O.k., by now we all know that cookies and spyware track our every move on the internet, hoping to figure out our likes and dislikes to show us ads for things we might want to buy. And more and more, these are cross-referenced over many websites, so one gets advertising that has nothing to do with one's activity on a particular site. Buy a gag gift, or a serious gift for someone with opposite tastes, and you're mislabeled for months. And even accurate labeling can be contrary to those buying impulses we actually respond to when we're on a spending spree.
One thing this model doesn't take into account is the fact that the web is now used for everything. Wait a minute -- isn't that good for these advertisers? Maybe not. The fact that the web must be used undercuts its predictability for the user's true tastes. In the early days, the web was an adventure, a playground. Now many people spend most of their online time doing necessary things they don't want to do -- the busy housewife doing online business chores, the student doing homework.
But it's still also a playground -- an escape from those business chores, etc. -- and yes, an escape from the very core of one's identity. While playing an online asteroid-shooting game, I want to be able to fantasize that I'm an astronaut on a dangerous mission, not be constantly reminded that I'm a middle-aged housewife in the midwest. And while this cross-webpage advertising is annoying to me, it's downright cruel to people who have been searching online for help with serious health problems. Imagine not being able to spend an hour, or even a few minutes, relaxing without a reminder of your illness always in some corner of the screen.
For the things we need, we probably already have sources. Or, if we don't, we'll search for them. It's mostly the fun stuff, the luxuries, we don't know we "need." And the things we get for fun, for luxury, for show, tend to correspond to our imagined selves more than our "real" selves. Basing advertising on our physical limitations, or the limitations other see in us -- even if these identifiers can be kept accurate -- doesn't make sense.

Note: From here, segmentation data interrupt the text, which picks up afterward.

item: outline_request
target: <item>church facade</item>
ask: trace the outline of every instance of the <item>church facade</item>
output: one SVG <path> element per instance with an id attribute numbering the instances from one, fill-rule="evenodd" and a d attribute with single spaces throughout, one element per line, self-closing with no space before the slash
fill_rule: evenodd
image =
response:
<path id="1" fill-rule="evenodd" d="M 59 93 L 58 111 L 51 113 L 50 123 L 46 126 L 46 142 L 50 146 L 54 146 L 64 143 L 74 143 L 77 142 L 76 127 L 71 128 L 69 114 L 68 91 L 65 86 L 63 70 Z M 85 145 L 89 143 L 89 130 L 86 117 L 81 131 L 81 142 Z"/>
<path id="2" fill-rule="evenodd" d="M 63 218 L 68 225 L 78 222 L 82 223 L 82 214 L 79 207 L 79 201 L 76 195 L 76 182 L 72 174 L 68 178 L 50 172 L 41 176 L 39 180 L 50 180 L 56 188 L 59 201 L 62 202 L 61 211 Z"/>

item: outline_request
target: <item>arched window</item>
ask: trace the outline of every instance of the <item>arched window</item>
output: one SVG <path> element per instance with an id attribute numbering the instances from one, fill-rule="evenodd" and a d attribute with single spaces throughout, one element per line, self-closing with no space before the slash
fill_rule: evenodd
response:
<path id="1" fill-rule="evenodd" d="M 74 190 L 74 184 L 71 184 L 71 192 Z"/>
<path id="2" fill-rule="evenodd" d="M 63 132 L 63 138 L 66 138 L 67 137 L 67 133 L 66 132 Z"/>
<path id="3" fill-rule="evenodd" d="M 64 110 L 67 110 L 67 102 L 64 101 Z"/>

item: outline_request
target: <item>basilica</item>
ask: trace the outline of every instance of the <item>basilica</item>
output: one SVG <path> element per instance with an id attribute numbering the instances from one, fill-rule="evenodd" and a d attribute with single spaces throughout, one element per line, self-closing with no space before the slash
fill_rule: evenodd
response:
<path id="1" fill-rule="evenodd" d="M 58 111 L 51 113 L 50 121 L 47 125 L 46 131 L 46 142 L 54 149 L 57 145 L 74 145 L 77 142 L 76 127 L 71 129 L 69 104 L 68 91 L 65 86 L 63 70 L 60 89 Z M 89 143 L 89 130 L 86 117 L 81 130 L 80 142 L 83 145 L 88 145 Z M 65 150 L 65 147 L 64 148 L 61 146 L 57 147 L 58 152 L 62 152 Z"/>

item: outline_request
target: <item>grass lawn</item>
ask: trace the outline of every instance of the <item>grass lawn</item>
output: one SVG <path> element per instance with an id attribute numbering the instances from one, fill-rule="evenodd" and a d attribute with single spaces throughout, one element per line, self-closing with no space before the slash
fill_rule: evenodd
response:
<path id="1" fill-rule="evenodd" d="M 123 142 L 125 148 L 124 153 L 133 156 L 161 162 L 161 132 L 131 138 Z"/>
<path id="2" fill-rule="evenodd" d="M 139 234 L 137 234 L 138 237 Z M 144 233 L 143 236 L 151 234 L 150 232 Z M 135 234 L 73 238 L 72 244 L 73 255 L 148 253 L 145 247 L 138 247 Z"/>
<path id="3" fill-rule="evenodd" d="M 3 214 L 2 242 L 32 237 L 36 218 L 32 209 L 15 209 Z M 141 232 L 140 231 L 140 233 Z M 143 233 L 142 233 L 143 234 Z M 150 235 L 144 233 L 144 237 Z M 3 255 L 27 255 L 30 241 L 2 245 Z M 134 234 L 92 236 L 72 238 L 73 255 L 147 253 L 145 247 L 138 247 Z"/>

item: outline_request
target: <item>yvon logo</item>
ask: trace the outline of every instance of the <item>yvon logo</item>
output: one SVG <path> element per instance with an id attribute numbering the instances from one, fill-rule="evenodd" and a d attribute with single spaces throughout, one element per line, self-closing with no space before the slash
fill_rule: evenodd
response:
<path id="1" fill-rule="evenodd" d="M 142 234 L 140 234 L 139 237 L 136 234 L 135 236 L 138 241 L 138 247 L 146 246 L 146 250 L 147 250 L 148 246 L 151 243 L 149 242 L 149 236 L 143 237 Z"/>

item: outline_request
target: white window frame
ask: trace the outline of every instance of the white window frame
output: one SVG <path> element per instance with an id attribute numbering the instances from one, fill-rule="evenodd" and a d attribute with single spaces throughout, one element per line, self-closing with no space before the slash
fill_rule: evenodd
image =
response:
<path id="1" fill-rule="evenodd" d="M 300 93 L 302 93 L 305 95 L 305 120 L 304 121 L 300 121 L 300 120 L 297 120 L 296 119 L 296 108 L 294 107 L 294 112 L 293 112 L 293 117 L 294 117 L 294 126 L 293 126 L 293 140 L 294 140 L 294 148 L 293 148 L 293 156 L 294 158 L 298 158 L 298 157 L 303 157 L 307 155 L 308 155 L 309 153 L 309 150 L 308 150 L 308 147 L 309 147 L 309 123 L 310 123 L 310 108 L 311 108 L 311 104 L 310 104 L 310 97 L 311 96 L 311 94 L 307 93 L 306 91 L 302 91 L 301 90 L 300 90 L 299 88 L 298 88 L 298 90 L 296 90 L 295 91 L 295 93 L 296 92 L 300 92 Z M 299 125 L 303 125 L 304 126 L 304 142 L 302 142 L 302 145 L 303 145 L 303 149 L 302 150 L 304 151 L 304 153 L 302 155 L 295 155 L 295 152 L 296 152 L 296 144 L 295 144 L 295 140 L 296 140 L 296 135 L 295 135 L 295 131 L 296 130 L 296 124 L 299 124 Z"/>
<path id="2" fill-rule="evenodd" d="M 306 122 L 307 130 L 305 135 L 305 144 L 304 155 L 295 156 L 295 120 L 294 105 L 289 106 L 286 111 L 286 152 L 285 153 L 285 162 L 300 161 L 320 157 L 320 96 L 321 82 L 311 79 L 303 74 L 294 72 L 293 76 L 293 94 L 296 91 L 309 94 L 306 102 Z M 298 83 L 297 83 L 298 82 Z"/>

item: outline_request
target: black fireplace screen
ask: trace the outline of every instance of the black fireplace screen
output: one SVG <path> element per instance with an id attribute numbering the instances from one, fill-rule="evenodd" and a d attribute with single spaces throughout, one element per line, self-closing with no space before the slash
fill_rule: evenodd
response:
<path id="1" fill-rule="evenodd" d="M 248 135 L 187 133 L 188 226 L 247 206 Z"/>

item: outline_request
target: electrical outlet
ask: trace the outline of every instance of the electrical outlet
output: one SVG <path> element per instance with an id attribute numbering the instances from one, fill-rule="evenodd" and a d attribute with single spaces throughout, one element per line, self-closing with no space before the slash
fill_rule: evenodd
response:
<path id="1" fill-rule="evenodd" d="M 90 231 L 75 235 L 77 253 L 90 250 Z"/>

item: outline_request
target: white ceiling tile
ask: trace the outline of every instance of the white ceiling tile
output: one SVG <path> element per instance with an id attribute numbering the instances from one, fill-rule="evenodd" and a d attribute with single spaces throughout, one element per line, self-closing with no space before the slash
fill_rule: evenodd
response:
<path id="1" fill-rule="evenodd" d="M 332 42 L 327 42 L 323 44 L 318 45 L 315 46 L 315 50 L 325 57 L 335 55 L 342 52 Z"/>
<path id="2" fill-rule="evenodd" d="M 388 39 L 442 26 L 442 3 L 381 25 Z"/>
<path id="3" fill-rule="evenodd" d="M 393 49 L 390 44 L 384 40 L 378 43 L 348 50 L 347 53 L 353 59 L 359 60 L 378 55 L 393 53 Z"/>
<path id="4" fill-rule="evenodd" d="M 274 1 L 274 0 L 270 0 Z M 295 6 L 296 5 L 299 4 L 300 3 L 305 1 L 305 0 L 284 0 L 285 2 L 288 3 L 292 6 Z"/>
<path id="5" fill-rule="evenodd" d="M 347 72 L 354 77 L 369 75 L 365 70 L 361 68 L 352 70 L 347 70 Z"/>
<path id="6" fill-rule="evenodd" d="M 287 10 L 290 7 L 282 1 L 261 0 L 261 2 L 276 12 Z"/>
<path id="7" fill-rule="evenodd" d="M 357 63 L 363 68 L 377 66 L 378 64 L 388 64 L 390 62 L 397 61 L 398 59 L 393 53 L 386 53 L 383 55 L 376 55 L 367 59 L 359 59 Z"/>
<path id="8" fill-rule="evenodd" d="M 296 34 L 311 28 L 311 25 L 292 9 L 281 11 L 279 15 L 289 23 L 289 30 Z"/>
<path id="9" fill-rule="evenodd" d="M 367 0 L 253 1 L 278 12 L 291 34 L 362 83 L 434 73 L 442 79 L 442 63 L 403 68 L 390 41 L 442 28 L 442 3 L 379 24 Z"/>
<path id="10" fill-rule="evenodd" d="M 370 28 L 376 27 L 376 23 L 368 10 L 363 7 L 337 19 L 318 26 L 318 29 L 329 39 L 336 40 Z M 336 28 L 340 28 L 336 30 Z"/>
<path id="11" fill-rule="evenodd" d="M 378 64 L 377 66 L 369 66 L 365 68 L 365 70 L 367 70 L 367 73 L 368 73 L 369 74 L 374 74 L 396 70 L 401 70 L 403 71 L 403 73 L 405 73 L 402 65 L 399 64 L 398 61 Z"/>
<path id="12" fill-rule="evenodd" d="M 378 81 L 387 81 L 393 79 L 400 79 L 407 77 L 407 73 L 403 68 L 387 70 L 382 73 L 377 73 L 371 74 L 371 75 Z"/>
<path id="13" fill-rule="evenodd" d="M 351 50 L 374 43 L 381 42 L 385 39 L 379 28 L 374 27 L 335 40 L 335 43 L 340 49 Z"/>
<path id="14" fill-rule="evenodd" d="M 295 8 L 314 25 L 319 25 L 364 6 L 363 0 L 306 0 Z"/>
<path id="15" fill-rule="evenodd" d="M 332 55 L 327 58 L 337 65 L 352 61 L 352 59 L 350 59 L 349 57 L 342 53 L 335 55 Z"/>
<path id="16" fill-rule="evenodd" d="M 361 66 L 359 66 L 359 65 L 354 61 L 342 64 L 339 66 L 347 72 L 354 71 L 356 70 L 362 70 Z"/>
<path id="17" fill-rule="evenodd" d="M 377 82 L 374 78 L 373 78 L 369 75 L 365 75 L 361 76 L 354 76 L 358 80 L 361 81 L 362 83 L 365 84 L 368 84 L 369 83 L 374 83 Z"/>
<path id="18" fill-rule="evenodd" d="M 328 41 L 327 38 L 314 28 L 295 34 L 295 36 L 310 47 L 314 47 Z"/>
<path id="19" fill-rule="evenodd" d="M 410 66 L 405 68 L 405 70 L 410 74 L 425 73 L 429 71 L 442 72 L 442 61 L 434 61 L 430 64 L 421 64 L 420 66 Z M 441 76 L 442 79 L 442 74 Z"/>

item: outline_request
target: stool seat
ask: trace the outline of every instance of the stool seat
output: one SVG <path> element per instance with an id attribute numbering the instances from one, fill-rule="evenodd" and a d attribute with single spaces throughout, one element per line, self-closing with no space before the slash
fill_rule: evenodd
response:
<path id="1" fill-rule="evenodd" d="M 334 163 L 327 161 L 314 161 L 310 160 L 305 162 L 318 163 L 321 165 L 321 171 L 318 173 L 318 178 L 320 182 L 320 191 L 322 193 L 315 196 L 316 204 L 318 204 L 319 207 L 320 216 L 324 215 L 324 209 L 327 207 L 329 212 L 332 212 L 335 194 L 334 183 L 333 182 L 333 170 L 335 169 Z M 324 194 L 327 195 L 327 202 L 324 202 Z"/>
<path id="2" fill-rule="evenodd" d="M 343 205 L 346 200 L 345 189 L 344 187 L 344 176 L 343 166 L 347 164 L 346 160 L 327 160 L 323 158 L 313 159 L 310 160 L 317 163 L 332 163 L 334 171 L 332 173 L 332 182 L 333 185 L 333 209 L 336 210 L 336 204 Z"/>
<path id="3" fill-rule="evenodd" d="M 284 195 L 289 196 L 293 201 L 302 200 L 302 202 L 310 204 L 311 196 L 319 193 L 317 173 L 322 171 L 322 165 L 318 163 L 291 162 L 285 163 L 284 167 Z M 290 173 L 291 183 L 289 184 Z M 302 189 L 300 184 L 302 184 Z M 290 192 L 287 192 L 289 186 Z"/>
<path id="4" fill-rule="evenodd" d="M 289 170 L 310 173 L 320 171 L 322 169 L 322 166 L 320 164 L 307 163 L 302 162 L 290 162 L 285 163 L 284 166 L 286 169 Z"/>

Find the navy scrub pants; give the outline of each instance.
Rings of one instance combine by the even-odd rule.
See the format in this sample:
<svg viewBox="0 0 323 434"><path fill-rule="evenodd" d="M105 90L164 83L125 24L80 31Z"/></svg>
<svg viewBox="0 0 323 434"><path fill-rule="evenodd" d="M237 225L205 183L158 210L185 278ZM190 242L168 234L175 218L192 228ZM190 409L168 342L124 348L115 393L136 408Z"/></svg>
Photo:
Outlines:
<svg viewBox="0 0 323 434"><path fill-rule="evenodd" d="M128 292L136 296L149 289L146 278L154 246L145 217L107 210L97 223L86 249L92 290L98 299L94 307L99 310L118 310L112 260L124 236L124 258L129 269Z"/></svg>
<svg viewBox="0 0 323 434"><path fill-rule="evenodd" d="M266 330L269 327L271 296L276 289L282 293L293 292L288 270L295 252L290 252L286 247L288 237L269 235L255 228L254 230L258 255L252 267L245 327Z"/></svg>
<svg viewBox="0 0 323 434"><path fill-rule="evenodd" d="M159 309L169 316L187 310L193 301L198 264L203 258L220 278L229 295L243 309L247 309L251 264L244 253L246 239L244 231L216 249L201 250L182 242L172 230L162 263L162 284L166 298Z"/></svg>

We should have some control over what ads -- or at least what general types of ads -- are shown to us, perhaps even situationally. An impotent man, for instance, could forbid impotence products from being shown when he's playing online shooting games and wants to feel macho. A person who has just lost a loved one could completely forbid any ads about funeral, cemeteries, or any other-death-related products and services. (Again, merely an annoyance when the deceased was old and sick and had lived a full life, but horribly cruel for parents who has lost a young child to have in their face all of their online time.)